Persistent storage enabling AI systems to retain and retrieve information across sessions.
Long-term memory (LTM) in AI refers to any mechanism that preserves learned information, episodic traces, or model state beyond a single inference pass or short context window. Unlike working or short-term memory—which holds only what is immediately in context—LTM allows a system to accumulate knowledge over time, recall past interactions, and apply previously learned information to new situations. This concept draws from cognitive psychology but has been operationalized in machine learning through a range of architectural approaches, from the weights of a trained neural network to explicit external memory stores.

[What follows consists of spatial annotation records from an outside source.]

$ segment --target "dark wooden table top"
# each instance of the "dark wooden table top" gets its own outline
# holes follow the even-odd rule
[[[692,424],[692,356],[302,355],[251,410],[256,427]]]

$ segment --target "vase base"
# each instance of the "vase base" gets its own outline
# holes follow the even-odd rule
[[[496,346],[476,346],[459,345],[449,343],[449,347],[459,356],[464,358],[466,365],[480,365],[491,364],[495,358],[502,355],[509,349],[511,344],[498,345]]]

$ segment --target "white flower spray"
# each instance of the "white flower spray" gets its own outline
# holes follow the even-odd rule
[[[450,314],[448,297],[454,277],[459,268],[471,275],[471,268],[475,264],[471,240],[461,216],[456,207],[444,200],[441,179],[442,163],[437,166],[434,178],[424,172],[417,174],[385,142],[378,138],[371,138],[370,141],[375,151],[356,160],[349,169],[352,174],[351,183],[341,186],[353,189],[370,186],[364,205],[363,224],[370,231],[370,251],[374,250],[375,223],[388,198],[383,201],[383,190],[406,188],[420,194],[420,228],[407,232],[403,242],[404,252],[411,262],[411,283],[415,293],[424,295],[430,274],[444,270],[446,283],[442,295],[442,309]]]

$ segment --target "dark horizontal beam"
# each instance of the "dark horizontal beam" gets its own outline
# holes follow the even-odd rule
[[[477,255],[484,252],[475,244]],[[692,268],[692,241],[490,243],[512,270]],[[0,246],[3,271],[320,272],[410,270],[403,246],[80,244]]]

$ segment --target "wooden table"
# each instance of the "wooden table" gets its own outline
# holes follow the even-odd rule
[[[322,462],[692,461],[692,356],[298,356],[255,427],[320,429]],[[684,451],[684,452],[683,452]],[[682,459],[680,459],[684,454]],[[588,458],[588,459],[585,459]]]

Architecturally, LTM in AI spans two broad categories: parametric memory, where knowledge is consolidated into model weights during training, and non-parametric or external memory, where information is stored in retrievable structures outside the model itself. The latter includes systems like Memory Networks, Neural Turing Machines, and Differentiable Neural Computers, which introduced learnable read/write operations over explicit memory matrices. More recently, retrieval-augmented generation (RAG) pipelines have made external LTM practical at scale by pairing large language models with vector databases that store dense embeddings of documents or past interactions, enabling dynamic, updatable knowledge grounding without retraining.

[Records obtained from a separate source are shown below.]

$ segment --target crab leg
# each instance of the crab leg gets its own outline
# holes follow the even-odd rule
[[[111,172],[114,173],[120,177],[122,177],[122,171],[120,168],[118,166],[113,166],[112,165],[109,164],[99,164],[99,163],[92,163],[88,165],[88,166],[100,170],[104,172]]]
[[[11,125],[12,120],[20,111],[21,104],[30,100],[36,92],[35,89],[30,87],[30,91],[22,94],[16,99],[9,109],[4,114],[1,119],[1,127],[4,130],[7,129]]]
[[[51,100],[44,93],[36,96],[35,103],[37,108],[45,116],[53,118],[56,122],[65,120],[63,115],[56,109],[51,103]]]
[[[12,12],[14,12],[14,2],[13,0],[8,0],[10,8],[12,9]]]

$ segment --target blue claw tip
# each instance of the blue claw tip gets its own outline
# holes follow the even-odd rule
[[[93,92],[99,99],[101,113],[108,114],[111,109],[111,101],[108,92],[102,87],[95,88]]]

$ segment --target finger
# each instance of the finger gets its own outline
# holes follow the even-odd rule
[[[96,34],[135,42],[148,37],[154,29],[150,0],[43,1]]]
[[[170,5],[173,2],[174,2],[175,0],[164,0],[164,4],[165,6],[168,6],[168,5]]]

LTM is foundational to continual and lifelong learning, where models must accumulate new knowledge without catastrophically forgetting prior learning. Techniques such as experience replay, elastic weight consolidation, and progressive neural networks address this challenge by selectively preserving or protecting important memories. In reinforcement learning, experience replay buffers serve as a form of LTM, storing past transitions that are sampled during training to stabilize learning and improve data efficiency. In agent and assistant systems, LTM enables personalization by retaining user preferences, conversation history, and task context across sessions.

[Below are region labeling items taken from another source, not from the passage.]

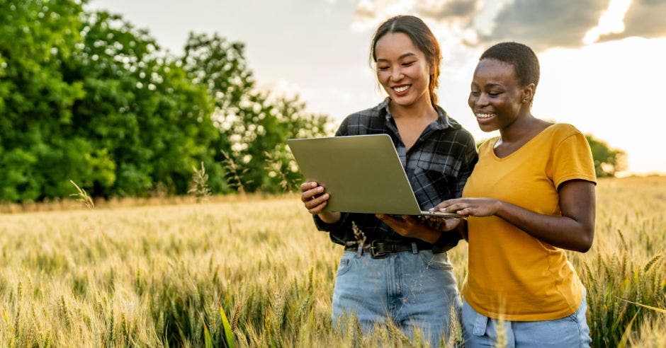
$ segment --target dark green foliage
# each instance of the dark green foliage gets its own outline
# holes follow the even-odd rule
[[[293,188],[302,178],[294,170],[286,139],[326,135],[328,117],[305,112],[298,97],[256,90],[241,43],[191,34],[185,50],[182,63],[188,76],[205,86],[215,100],[213,120],[222,132],[216,147],[227,155],[220,152],[215,158],[225,163],[230,184],[244,192]]]
[[[213,193],[300,179],[285,140],[327,118],[257,91],[242,43],[193,34],[171,57],[86,2],[0,0],[0,201],[67,197],[70,180],[92,197],[186,194],[201,163]]]
[[[611,149],[604,141],[594,139],[592,135],[586,135],[585,139],[589,144],[594,158],[594,171],[597,178],[615,176],[615,173],[625,169],[626,154],[622,150]]]

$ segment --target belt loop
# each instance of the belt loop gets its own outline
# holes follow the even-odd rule
[[[356,255],[354,255],[355,257],[359,258],[363,255],[363,240],[359,241],[359,248],[356,249]]]

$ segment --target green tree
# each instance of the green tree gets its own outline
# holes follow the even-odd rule
[[[94,153],[72,151],[90,149],[85,139],[60,135],[85,95],[81,81],[62,74],[63,61],[77,53],[82,11],[71,0],[0,0],[0,199],[52,193],[47,166],[55,161],[71,171],[98,163]]]
[[[597,178],[614,176],[625,169],[626,153],[623,151],[611,149],[605,141],[594,139],[591,134],[585,136],[594,160],[594,171]]]
[[[286,140],[328,119],[257,90],[243,44],[191,35],[172,57],[86,3],[0,0],[0,201],[67,197],[69,180],[94,197],[185,194],[202,162],[213,192],[299,179]]]
[[[216,158],[226,161],[227,167],[230,161],[237,167],[235,173],[227,173],[227,180],[247,192],[281,192],[285,182],[300,179],[286,148],[286,139],[324,135],[329,120],[306,112],[298,97],[257,90],[244,49],[242,43],[230,42],[217,34],[191,34],[183,66],[215,100],[213,120],[222,133]]]

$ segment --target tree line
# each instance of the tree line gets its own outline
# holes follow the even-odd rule
[[[256,88],[244,47],[191,33],[182,55],[86,1],[0,0],[0,201],[75,192],[281,192],[299,174],[286,139],[329,122]]]
[[[72,182],[103,197],[300,182],[286,140],[329,135],[331,120],[258,89],[243,43],[191,33],[174,55],[86,4],[0,0],[0,202],[64,197]],[[621,151],[588,140],[597,174],[614,174]]]

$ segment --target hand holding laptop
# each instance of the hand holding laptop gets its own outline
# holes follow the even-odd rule
[[[310,214],[316,214],[327,224],[334,224],[340,220],[341,214],[337,211],[324,212],[331,195],[323,186],[315,181],[303,182],[300,185],[300,200]]]
[[[419,238],[430,243],[436,242],[442,233],[448,233],[457,228],[462,220],[441,216],[403,215],[396,217],[381,214],[375,215],[400,235]]]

Key challenges in LTM design include how to index and address memories efficiently, when to write or overwrite stored information, how to handle staleness and factual inconsistency, and how to satisfy privacy requirements such as selective deletion. Trade-offs between parametric and non-parametric approaches involve capacity, retrieval latency, adaptability, and interpretability. As AI systems are increasingly deployed in long-horizon, multi-session contexts, robust LTM mechanisms have become a central engineering and research priority.